Do What You Love

What’s Your Money Story?

I’m in a class where we’re exploring our story with money.

And rewriting it.

Quite an eye-opener.

Here are my earliest memories of money:

Dad spending all his time at school, working on his graduate degree.

My mom clipping Green Stamps at the kitchen table, pasting them in the little booklet to save money on groceries.

Mom selling Tupperware at our house to the women from the neighborhood.

Mom mixing in Carnation Instant Milk with the regular to stretch it.

Eating Spam for dinner. (I still like it! Crazy, I know).

Mom sewing our clothes for three girls.
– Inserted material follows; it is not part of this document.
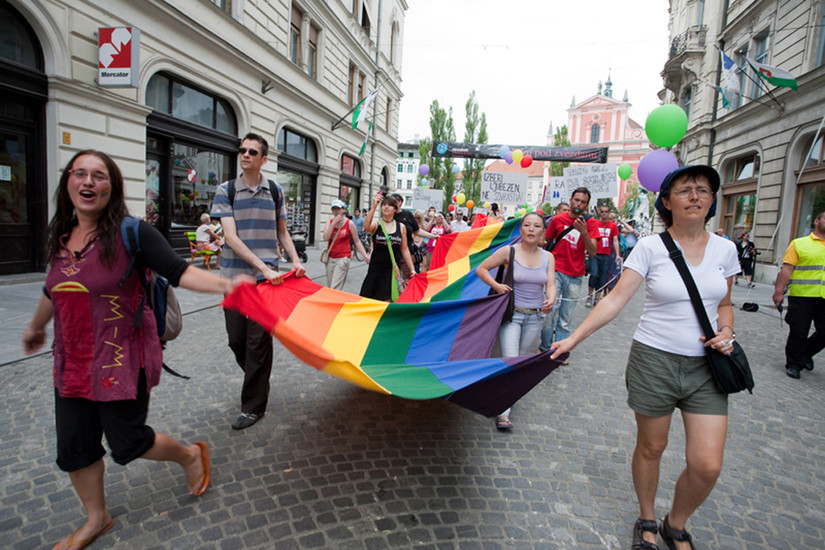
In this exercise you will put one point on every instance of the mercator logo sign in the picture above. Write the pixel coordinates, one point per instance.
(118, 56)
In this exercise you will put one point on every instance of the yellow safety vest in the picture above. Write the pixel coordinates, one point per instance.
(808, 277)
Hand-me down clothes from my cousin Kathleen in Florida.

Here was my revolution:

In the 7th grade I HAD to have that pair of pastel plaid elephant- leg hip-huggers AND the red and black plaid wool coat with the fake fur trim around the hood.

Those were not on sale at Kmart. They were at Lerner’s. It was time to up my game.

To get what I wanted I needed M-O-N-E-Y.

So I took whatever jobs I could – spending hours scraping off dried food from the neighbor’s dishes (a single mom in med school) and cleaning her house.

Babysitting for my parent’s friends.

Selling parking spaces on my friends front lawn to the out-of-towners coming to the University football games.

And the list goes on from there.

Here’s what I learned: Money = Freedom.

I could buy what I wanted, when I wanted, where I wanted.

The catch? I’ve been working hard ever since. Really, really hard.

(Well, except the year I took off to South America with a backpack, but that’s another story).

What I didn’t realize is working for your freedom is a cruel and heartless joke, like that sign over the entrance to the Auschwitz concentration camp that says "Arbeit macht frei" translation: Work Will Set You Free.

This system I adopted to set me free has become my prison.

Over 4th of July weekend this summer I read the 4-Hour Workweek. Cover to cover. I was mesmerized, spellbound. It was like someone had found the secret code for true liberation.  Sentences like “de-couple time and money” “take a mini retirement now instead of waiting until you’re too old or too tired or too sick to enjoy your actual retirement” and “you can work from anywhere in the world with an internet connection and a cell phone” called off the page to my weary soul with promises of a brighter, freer, stress-free future.

Since then I’ve been like one of those men imprisoned at Alcatraz who felt it was in some ways worse than any other prison because it was so painfully obvious how close and yet far away they were from freedom.

I hear the laughter wafting off the boats in the Bay at sunset, the champagne glasses clinking in the starlight, and see the twinkling bright lights of the San Francisco skyline. I'm no closer to freedom, just more acutely aware of how far away it is.

Until now. Today I’m re-writing my money story. Today I am trusting that the universe will support me to follow my dreams.

That money comes abundantly and unexpectedly, especially when I’m not paying attention and simply doing what I love with all my heart.

That by doing what I love I will be paid my worth and I can then be uber-generous with those around me in need.

And that yes, when I love my work, it will set me free.

What’s your money story? Does it hold you back? Go rewrite it. Now.